CRANT Talk Series: Coded Computing: How to Utilize Fast Workers in Heterogenous Systems?

School of Science and Technology CRANT Talk Series: Coded Computing: How to Utilize Fast Workers in Heterogenous Systems?

CRANT Talk Series: Coded Computing: How to Utilize Fast Workers in Heterogenous Systems?

Speaker: Professor Albert Chi Wan Sung (CityU) & Ms Jiajun Chen (Ph.D. Student of CityU)
Organizer: CRANT, S&T
Date: 20 June 2023 (Tuesday)
Time: 10:30 AM – 12:00 PM
Location: Presidents' Chamber (E0814), Jockey Club Campus (JCC), HKMU

Title

Coded Computing: How to Utilize Fast Workers in Heterogenous Systems?

Abstract

The widespread use of machine learning and big data has led to a surge in demand for computational power. To efficiently train learning models, computation tasks are often offloaded to distributed servers, or workers, which can compute in parallel to speed up the process. However, the workers may not be trustworthy, which raises data privacy concerns. Moreover, they may suffer from straggling or outages, causing delays or even complete failures. Researchers have adopted coding techniques originally designed for error correction to address these challenges to ensure data privacy and enhance system resilience against slow or unresponsive workers.
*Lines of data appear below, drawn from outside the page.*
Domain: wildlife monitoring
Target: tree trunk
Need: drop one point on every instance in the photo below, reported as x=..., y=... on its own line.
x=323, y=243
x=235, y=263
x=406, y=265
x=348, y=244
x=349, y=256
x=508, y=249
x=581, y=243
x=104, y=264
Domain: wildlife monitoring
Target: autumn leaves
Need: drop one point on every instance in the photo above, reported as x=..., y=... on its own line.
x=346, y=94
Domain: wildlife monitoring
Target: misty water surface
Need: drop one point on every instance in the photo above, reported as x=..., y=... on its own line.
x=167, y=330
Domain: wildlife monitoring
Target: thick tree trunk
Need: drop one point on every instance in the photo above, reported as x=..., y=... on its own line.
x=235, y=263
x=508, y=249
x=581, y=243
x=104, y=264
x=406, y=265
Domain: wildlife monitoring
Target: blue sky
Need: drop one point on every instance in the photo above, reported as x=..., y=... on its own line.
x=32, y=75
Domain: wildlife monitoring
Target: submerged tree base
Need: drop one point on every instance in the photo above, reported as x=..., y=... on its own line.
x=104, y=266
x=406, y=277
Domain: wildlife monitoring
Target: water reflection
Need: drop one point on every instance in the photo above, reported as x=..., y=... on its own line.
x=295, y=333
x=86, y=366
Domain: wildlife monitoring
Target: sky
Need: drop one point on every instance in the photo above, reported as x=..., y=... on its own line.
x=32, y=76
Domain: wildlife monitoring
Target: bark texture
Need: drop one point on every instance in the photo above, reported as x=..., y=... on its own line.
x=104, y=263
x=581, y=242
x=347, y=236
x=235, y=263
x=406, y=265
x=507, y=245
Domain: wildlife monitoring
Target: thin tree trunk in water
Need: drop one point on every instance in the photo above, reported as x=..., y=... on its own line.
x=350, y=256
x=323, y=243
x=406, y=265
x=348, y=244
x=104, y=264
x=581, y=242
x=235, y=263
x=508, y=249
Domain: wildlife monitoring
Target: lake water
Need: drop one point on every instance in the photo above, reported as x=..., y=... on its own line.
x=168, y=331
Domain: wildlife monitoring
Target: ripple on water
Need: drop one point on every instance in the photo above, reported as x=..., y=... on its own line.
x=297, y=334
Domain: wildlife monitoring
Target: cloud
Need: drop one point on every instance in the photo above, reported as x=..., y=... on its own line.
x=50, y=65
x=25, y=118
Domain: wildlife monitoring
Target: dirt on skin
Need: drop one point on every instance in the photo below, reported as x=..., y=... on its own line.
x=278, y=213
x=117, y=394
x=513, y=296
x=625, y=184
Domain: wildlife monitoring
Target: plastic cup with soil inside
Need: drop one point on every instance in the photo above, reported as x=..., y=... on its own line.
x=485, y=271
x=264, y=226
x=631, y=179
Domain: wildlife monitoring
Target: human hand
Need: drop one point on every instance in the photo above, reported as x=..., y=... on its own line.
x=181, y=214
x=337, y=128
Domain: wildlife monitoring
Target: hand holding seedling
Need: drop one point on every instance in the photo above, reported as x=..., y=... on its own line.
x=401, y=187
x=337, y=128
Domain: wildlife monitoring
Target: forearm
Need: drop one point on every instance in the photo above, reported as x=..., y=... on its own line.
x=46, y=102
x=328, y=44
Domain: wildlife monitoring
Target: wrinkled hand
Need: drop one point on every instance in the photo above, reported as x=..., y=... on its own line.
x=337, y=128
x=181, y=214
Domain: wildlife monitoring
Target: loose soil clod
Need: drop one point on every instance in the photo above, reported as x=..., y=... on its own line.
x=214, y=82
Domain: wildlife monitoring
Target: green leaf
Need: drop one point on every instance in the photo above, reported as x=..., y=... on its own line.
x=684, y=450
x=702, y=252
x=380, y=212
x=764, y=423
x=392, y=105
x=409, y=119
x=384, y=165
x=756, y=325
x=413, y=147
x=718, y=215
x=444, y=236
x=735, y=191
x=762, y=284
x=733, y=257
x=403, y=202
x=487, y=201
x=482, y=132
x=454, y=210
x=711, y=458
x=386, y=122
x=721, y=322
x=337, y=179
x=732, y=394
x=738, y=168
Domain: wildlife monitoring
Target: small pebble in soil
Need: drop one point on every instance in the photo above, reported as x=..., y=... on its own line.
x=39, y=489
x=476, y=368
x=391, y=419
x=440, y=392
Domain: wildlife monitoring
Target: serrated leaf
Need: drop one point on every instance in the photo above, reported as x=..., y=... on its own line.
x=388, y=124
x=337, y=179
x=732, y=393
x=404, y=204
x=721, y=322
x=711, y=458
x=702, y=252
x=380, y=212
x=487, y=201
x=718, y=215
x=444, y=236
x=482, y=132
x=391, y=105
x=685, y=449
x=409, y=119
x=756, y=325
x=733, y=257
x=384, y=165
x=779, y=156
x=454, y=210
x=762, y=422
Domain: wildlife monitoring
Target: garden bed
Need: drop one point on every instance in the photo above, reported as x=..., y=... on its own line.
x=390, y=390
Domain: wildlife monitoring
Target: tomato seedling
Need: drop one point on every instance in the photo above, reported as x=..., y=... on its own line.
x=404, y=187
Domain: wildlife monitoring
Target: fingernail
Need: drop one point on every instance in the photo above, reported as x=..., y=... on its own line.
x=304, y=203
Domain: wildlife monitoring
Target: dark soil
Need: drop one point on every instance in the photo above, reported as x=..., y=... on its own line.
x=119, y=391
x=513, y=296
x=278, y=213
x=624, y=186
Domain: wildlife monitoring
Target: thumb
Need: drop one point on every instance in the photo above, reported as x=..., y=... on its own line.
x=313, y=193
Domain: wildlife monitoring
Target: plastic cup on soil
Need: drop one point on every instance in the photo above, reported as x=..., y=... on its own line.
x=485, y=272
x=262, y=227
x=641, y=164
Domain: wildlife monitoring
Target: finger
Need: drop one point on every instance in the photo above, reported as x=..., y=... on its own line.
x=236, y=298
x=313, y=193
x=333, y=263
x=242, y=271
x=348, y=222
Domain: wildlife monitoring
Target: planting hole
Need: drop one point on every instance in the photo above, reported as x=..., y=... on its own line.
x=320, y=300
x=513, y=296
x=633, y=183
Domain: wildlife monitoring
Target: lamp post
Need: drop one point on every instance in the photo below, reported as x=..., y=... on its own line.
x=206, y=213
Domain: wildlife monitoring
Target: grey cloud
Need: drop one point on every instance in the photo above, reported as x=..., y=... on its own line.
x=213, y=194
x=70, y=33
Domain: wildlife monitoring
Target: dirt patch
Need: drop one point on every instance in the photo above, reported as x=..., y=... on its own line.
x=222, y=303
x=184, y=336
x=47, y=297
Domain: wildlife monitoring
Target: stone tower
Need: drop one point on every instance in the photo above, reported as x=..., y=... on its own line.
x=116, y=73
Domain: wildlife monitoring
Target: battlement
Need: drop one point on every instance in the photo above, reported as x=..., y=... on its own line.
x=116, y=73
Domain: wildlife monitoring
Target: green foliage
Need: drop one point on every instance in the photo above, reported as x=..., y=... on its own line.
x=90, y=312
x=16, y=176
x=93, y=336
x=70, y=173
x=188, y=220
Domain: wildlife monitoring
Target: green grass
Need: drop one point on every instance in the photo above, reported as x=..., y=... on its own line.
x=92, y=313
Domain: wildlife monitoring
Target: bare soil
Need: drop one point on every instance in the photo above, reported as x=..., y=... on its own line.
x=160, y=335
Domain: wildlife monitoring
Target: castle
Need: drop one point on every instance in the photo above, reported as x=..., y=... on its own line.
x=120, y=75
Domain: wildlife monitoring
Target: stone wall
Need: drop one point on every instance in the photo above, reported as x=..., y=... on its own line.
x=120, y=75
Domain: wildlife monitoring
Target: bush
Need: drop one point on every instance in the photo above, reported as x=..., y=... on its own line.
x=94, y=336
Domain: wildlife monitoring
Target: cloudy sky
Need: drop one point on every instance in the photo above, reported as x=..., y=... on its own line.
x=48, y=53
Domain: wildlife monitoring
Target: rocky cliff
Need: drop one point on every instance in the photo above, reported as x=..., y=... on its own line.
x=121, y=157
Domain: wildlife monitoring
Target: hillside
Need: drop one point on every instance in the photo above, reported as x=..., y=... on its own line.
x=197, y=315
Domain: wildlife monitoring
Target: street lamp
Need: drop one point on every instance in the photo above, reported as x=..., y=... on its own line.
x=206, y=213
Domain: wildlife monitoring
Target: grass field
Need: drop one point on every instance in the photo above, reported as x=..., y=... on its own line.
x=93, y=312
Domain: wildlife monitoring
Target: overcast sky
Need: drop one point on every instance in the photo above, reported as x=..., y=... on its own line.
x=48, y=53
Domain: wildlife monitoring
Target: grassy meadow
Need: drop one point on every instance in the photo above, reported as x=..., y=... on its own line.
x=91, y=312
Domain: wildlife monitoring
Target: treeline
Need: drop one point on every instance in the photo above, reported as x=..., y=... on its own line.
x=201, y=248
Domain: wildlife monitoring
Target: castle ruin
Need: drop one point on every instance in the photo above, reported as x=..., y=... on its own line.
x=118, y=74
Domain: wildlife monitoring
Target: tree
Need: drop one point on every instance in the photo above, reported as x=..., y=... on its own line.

This seminar will be divided into two parts. The first part will introduce the concept of coded computing and highlight the challenge of dealing with heterogeneous worker speeds, particularly in edge computing scenarios where no prior knowledge of worker speeds is available. The selection of workers is formulated as a multi-armed bandit problem, solved by a reinforcement learning method called Thompson sampling. In the second part, the complementary scenario of multi-cloud computing will be considered, where there is complete knowledge of worker speeds. The fundamental tradeoff between storage and computing under security constraints is analyzed via information theory, and the impact of heterogeneity is characterized via majorization theory. The talk will then conclude by discussing future directions in this emerging field. Attendees will gain insights into the latest advances in coded computing and its potential for improving the efficiency and resilience of distributed learning systems.

Biographies

Albert Sung is an Associate Professor and the Associate Head of Undergraduate Programmes in the Department of Electrical Engineering at City University of Hong Kong. He holds a B.Eng, M.Phil, and Ph.D, all in Information Engineering, from the Chinese University of Hong Kong. His research interests span broad areas of communications, coding, and computing, with a specific focus on resource allocation for mobile networks, code constructions for distributed storage systems, and the design and analysis of evolutionary algorithms. In recognition of his contribution to the field, he has been included in the list of top 2% most highly cited scientists complied by Stanford University since 2020. He also serves on the editorial boards of the ETRI Journal and Electronics Letters.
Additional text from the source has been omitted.